Si vous aviez un rendez-vous prévu aujourd'hui chez votre radiologue, vous risquez d'arriver devant un cabinet fermé. Ce lundi 10 novembre, près de 80 % des praticiens libéraux ont répondu à l'appel à la grève lancée par la Fédération nationale des médecins radiologues (FNMR).
Tous protestent contre la nouvelle baisse des prix imposée par l'Assurance maladie mi-octobre. Afin de réaliser 300 millions d'euros d'économies en trois ans, de 2025 à 2027, la Sécurité sociale a réduit de 5 % leurs tarifs.
Une décision «absurde»
Ce changement «ne va pas remettre en cause la viabilité de la radiologie dans notre pays, ni les conditions d'accès aux soins, dans un secteur qui est par ailleurs extrêmement dynamique», a pourtant affirmé le directeur de l'Assurance maladie Thomas Fâtome. Selon lui, cette baisse des tarifs n'entraînera pas de baisse de dépenses en radiologie et en imagerie, mais simplement un ralentissement «d'un tiers» par rapport à la progression attendue d'ici à 2027.

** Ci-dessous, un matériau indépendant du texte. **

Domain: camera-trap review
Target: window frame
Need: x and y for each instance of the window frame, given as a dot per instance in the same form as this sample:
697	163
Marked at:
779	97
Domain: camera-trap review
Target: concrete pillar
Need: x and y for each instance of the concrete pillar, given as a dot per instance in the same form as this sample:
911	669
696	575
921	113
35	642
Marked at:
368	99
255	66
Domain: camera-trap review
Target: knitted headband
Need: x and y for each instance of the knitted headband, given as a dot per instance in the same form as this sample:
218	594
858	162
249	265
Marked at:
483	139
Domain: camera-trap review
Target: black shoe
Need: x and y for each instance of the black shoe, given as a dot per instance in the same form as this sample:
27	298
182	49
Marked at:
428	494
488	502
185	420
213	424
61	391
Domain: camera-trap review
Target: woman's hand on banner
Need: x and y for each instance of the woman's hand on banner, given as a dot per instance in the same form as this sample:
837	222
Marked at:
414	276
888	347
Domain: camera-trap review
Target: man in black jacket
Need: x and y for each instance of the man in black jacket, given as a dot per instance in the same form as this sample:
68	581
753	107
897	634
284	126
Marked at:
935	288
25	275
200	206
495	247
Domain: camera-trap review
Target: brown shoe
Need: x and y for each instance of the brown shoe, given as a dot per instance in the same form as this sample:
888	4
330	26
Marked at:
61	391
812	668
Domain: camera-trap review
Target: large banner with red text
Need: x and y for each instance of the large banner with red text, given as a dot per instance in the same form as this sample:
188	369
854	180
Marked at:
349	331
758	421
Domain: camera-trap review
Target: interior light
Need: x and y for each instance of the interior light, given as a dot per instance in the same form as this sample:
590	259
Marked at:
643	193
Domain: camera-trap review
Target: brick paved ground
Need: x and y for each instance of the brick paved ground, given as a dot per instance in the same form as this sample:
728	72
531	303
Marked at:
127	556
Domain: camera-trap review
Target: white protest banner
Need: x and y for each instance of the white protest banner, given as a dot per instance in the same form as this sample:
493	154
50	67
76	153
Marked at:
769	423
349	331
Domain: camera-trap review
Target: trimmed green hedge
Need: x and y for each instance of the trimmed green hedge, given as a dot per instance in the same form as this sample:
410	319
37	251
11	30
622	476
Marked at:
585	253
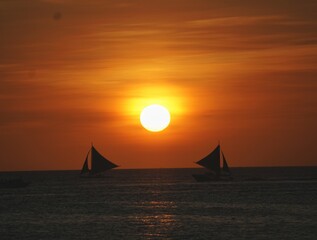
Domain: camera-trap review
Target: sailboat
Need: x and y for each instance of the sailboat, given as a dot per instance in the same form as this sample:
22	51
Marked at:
212	162
99	164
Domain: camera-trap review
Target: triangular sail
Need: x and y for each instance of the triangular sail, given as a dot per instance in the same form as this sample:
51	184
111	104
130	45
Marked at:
225	167
212	161
99	163
85	168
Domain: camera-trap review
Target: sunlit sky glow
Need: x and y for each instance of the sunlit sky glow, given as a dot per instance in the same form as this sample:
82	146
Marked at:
76	72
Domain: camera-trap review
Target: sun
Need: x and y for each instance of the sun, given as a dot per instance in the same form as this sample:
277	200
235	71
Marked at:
155	118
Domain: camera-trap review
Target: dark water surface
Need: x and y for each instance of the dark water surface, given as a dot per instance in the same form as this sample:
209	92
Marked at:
262	203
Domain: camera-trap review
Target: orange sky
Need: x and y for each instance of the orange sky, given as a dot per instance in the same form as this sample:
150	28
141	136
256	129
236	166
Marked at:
76	72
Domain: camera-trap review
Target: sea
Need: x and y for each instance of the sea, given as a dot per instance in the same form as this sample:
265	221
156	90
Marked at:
260	203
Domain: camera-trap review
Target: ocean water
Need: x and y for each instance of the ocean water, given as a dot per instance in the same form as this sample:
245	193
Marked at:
261	203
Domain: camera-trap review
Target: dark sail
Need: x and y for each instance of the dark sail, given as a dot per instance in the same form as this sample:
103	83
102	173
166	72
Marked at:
85	168
99	163
225	167
212	161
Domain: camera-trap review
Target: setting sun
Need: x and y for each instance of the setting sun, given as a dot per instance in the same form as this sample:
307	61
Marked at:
155	118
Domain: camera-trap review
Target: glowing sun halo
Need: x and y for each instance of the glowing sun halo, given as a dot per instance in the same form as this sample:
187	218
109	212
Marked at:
155	118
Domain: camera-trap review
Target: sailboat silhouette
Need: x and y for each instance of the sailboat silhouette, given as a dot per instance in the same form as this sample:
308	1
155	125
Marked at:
99	164
212	163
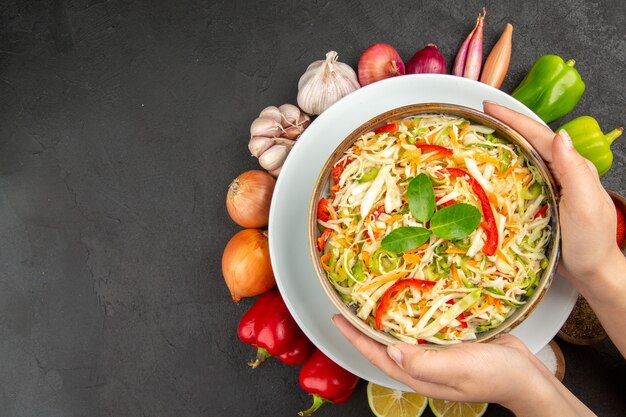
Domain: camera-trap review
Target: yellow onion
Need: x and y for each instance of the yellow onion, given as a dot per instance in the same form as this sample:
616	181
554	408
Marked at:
248	198
246	264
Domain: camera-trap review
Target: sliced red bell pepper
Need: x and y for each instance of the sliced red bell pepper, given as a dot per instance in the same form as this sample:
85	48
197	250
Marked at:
389	128
388	296
461	319
447	203
434	148
323	213
491	229
376	213
321	241
325	381
336	172
541	212
269	327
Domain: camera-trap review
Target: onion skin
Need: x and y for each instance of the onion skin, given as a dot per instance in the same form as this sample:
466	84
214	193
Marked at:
248	199
497	63
427	61
379	61
246	264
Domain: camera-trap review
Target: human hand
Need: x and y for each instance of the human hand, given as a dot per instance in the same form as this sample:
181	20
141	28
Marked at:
503	372
587	214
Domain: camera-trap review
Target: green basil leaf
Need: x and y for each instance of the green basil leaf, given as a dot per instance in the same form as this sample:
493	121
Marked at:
421	196
455	222
404	239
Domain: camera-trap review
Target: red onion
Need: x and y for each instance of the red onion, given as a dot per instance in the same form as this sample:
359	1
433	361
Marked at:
378	62
427	61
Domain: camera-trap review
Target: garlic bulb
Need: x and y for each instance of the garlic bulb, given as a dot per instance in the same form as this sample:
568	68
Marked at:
324	83
274	133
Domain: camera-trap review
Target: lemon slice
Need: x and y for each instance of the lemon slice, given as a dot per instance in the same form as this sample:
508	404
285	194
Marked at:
387	402
443	408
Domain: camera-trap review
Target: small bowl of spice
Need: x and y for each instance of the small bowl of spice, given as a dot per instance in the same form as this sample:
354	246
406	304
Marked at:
582	327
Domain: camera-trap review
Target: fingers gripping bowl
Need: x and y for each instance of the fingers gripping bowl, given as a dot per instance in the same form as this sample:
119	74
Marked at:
434	223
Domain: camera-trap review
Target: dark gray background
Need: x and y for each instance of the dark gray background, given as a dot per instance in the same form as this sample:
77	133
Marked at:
122	124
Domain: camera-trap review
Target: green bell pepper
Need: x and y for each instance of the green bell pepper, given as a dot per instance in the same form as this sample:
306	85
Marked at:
383	261
591	143
552	87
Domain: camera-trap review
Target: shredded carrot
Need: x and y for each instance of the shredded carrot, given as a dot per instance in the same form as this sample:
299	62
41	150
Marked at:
486	158
413	258
453	137
458	160
455	274
342	242
502	256
324	259
464	131
422	305
366	256
455	250
394	218
421	248
434	157
527	179
433	134
508	170
507	240
383	279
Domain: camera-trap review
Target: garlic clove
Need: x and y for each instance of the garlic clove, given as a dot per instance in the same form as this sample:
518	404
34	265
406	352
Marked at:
304	121
324	83
262	126
271	112
290	114
275	172
274	157
259	144
293	132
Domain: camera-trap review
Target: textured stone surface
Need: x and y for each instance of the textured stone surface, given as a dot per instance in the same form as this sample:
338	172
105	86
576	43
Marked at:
122	124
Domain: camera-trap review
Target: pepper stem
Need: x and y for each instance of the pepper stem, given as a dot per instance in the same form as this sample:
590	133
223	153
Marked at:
317	403
261	356
614	134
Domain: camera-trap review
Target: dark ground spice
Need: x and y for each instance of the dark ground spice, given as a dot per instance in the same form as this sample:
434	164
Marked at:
582	326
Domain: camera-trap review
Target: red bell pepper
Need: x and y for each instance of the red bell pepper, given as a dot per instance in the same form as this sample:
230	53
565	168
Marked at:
385	300
325	381
491	229
269	327
389	128
322	210
541	212
335	173
425	147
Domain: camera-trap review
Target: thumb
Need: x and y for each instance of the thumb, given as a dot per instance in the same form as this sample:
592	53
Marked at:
577	175
423	364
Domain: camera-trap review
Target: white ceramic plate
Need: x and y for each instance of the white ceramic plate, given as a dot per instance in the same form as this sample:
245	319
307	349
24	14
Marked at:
289	251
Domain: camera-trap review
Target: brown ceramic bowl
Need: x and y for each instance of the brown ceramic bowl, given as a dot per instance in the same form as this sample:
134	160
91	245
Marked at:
322	189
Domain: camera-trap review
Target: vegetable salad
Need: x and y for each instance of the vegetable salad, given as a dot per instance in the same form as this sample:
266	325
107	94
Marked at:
434	229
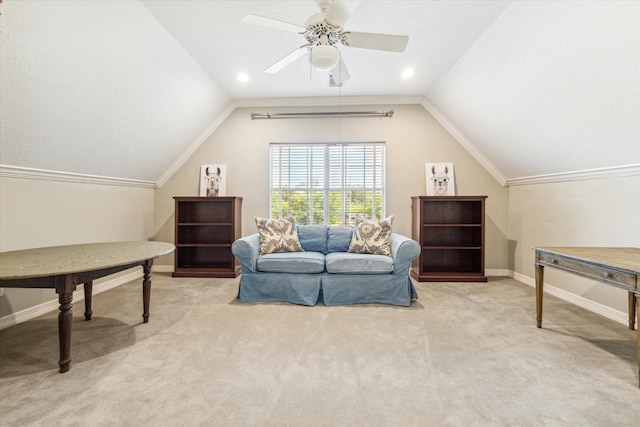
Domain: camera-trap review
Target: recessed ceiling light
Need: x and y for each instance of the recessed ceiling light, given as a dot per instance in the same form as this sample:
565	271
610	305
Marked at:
408	73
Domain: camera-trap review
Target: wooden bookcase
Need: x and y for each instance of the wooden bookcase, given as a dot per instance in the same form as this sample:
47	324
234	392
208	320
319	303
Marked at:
450	230
205	228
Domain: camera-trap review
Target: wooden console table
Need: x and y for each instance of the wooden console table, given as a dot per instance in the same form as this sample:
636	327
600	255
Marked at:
618	267
64	267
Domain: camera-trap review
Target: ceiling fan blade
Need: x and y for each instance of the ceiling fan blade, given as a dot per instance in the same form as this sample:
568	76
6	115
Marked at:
339	74
272	23
375	41
339	12
287	60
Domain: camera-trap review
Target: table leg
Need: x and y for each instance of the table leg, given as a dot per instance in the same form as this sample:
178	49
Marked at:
146	289
88	295
539	293
632	310
638	311
64	289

Mais du côté des radiologues, cela ne passe pas. Dans un communiqué publié début novembre, le président de la FNMR Jean-Philippe Masson a demandé «une révision immédiate de ces décisions pour éviter que les patients ne soient victimes d'une politique comptable court-termiste». Le professionnel de santé juge cette décision «absurde» et «irresponsable». Pire encore, il redoute que ces baisses tarifaires ne fragilisent le secteur, entraînant un allongement des délais d'accès aux examens, des fermetures de cabinets en zones rurales ou encore un ralentissement de l'innovation technologique.
Les prochaines mesures du PLFSS sont inacceptables, la radiologie se met en grève LUNDI 10 NOVEMBRE pour défendre une radiologie de pointe au service des patients #plfss2026#Radiologypic.twitter.com/cxob7LJSY8
— Fédération Nationale des Médecins Radiologues (@Fnmr_radiologue) November 4, 2025
Vers un engorgement dans les cabinets ?
«Nous ne reviendrons pas» sur les premières baisses déjà entrées en vigueur le 5 novembre, leur a répondu Thomas Fâtome, mais «nous pouvons discuter» de celles prévues les deux prochaines années.
Dans les différents cabinets, cette journée de grève risque bien de créer un engorgement, le lendemain étant un jour férié. Seuls les préfets ont le pouvoir, avec les Agences régionales de santé (ARS), de réquisitionner des radiologues uniquement en cas d'urgences.